Nasional

Komnas HAM Desak Pengukuran Lahan Ditunda dan Polisi Ditarik dari Wadas

Rabu, 9 Februari 2022 | 10:00 WIB

Komnas HAM Desak Pengukuran Lahan Ditunda dan Polisi Ditarik dari Wadas

Komisioner Komnas HAM, Beka Ulung Hapsara (Foto: FORUM Keadilan)

Jakarta, NU Online

Komisi Nasional Hak Asasi Manusia (Komnas HAM) mendesak Polda Jawa Tengah menarik personel polisi mereka yang masih berada di Desa Wadas, Kecamatan Bener, Kabupaten Purworejo sejak Senin (7/2). Komnas HAM juga meminta pihak-pihak terkait untuk menunda pengukuran lahan.

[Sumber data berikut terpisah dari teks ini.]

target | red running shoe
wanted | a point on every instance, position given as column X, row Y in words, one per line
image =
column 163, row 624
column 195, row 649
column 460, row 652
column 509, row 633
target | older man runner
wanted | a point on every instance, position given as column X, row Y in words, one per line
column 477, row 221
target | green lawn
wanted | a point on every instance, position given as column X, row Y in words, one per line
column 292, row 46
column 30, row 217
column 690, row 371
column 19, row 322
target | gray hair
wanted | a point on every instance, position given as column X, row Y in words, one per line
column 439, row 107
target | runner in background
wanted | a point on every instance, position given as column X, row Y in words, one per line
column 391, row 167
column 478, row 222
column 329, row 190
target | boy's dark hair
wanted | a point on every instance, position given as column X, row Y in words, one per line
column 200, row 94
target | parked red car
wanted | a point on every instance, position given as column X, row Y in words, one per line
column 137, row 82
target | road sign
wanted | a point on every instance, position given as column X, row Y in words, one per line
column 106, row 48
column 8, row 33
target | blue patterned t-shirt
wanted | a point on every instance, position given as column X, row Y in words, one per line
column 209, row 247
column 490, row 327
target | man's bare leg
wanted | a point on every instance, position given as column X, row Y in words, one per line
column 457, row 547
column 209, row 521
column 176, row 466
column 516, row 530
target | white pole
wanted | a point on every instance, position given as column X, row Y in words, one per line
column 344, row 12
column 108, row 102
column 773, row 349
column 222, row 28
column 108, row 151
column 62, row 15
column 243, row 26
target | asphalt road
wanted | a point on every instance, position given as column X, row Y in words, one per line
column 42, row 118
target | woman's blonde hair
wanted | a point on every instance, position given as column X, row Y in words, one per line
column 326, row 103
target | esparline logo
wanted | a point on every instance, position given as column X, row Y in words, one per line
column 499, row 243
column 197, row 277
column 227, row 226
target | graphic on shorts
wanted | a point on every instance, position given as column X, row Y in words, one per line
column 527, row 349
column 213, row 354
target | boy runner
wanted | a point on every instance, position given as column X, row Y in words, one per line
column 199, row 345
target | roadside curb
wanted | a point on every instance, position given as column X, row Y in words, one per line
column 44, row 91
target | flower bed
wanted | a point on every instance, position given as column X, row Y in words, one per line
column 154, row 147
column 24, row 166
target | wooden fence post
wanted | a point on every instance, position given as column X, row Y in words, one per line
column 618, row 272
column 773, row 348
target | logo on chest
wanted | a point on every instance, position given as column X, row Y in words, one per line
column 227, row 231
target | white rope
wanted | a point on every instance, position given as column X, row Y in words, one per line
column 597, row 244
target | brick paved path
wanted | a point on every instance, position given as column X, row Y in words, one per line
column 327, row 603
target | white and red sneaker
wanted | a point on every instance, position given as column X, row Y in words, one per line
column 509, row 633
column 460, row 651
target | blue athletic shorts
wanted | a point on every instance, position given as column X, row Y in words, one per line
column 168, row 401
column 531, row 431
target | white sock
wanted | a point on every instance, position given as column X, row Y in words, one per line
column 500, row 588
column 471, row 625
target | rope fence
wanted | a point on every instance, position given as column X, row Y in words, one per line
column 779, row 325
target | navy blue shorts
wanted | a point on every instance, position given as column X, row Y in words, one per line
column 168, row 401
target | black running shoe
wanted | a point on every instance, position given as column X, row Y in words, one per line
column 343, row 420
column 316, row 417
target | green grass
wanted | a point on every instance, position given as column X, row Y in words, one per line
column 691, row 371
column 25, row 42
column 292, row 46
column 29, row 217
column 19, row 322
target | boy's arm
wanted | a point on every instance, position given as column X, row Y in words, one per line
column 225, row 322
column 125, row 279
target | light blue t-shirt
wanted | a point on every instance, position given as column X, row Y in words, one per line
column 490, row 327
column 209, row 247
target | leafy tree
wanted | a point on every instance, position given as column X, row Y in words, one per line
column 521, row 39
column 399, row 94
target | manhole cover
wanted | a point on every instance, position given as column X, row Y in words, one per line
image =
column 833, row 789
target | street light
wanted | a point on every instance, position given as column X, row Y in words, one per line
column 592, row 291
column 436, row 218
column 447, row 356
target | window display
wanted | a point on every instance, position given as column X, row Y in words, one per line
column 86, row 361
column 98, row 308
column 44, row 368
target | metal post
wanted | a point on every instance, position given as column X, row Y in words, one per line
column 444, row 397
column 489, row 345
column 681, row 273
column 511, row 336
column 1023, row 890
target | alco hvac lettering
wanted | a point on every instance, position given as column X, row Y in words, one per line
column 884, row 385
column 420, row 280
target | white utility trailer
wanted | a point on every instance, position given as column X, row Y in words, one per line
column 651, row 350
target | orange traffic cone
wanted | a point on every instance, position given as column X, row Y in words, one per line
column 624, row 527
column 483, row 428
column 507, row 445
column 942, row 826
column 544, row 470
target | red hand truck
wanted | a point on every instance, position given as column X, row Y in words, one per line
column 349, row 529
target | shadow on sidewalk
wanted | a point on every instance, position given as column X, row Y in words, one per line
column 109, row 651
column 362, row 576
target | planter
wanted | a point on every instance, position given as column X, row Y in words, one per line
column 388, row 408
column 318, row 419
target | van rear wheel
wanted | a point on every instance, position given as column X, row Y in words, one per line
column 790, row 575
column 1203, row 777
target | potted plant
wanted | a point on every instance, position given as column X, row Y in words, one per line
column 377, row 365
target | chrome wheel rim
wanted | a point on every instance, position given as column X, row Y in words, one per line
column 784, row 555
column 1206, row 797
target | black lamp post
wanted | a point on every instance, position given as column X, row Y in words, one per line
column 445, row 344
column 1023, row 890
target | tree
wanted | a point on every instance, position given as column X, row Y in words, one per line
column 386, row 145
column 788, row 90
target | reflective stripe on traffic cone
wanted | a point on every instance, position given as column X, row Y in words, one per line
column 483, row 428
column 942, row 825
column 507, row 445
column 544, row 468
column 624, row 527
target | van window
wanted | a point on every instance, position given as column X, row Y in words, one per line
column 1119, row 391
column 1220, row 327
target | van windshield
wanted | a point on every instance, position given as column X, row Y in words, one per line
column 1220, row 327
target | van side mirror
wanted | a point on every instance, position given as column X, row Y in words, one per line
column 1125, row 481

"Polda Jawa Tengah menarik aparat yang bertugas di Desa Wadas, dan melakukan evaluasi total pendekatan yang dilakukan serta memberi sanksi kepada petugas yang terbukti melakukan kekerasan kepada warga," kata Beka dalam pernyataan sikapnya secara tertulis, Rabu (9/2).


Komnas HAM juga mendesak Gubernur Jawa Tengah, Ganjar Pranowo, dan para pihak terkait agar menyiapkan solusi alternatif menyangkut permasalahan penambangan batu andesit di Desa Wadas.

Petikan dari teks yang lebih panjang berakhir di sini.